The nurse administers a combination of regular insulin and NPH insulin subcutaneously to a client at 0800. At which time should the nurse initially assess the client for hypoglycemia based on the peaks of the medications?
- A. 830
- B. 1000
- C. 1200
- D. 1400
Correct Answer: B
Rationale: Regular insulin peaks at 2-4 hours (1000-1200), and NPH peaks at 4-12 hours. Initial hypoglycemia risk is highest around 1000 due to regular insulin's peak effect.

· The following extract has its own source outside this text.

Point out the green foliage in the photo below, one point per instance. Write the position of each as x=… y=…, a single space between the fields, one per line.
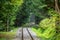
x=8 y=9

The nurse is caring for a client who recently had a dosage increase of prescribed levothyroxine. Which of the assessments following the increase is a priority?
- A. Weight
- B. Heart rate
- C. Activity status
- D. Oral temperature
Correct Answer: B
Rationale: Levothyroxine increases metabolism, and a dosage increase can cause hyperthyroidism symptoms, including tachycardia. Monitoring heart rate is a priority to detect adverse effects like arrhythmias. Weight, activity status, and temperature are relevant but less urgent.